Awareness of intersectionality can be a coping mechanism for women, especially women of color (WOC) to combat prejudice workplace behaviors and their impact on women’s health and well-being. Prejudice more often than not is expressed through subtle acts of exclusion and can be challenging for women, especially WOC to detect. As a result, WOC experience chronic uncertainty about others’ motives during interactions.

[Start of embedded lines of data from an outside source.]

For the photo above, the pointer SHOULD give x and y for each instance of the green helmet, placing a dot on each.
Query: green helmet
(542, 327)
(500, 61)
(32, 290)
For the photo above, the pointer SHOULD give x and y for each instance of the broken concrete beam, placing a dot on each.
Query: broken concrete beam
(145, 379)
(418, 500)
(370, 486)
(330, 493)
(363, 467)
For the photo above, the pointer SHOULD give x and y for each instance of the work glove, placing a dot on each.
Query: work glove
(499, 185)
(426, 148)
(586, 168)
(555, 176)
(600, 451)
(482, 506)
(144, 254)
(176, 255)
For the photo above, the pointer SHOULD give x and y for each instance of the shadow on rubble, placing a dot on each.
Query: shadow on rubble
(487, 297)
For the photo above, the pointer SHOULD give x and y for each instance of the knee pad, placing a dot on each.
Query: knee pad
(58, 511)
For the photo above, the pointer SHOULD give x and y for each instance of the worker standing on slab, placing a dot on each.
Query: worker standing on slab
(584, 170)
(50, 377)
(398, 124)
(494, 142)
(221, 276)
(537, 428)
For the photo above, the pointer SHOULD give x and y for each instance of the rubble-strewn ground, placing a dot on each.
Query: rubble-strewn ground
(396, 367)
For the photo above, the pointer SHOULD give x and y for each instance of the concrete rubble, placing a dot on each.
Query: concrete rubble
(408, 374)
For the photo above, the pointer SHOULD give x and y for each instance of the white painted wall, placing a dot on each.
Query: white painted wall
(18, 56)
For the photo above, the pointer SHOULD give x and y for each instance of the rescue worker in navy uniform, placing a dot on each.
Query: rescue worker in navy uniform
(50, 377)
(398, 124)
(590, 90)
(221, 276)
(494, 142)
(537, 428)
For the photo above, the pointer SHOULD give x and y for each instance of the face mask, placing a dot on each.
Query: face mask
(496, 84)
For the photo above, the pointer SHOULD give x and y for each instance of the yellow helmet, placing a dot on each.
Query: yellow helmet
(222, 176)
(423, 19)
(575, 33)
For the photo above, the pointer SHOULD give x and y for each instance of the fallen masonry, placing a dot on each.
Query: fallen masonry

The uncertainty of not knowing whether others are acting in prejudiced or genuine ways is distressing and can have a deleterious impact over WOC’s psychological wellbeing and mental health (i.e. psychological distress, chronic nutritional, emotional and physical stress in health). Furthermore, workplace discrimination is associated with poor work outcomes because it impedes women’s perceptions of fit with and support from their organizations. In this instance, the amplified burden for WOC to navigate this ambiguous landscape is distinct and apart from white women or male counterparts.
Womanist thinking combats discrimination as a critical consciousness and resistance of multiple interlocking forms of oppression. Research indicated that Womanist attitudes served as a type of barrier against discriminatory acts. Specifically, feminist attitudes such as Womanism that acknowledge societal sexism are theorized to help women resist internalizing experiences of prejudice and attributing them to personal failings, thereby buffering against the deleterious psychological outcomes of prejudice and discrimination. Such findings suggest that any efforts to raise WOC critical consciousness should be explicitly intersectional in nature by recognizing that race, class, and gender are markers of power creating intersecting lines or axes used to reinforce power relations and forms of oppression.
The lived experiences, activism, and scholarship of women, especially women of color, is differentiated by the need to design coping strategies that leverage Womanist thinking to resist internalizing experiences of prejudice and attributing them to personal failings.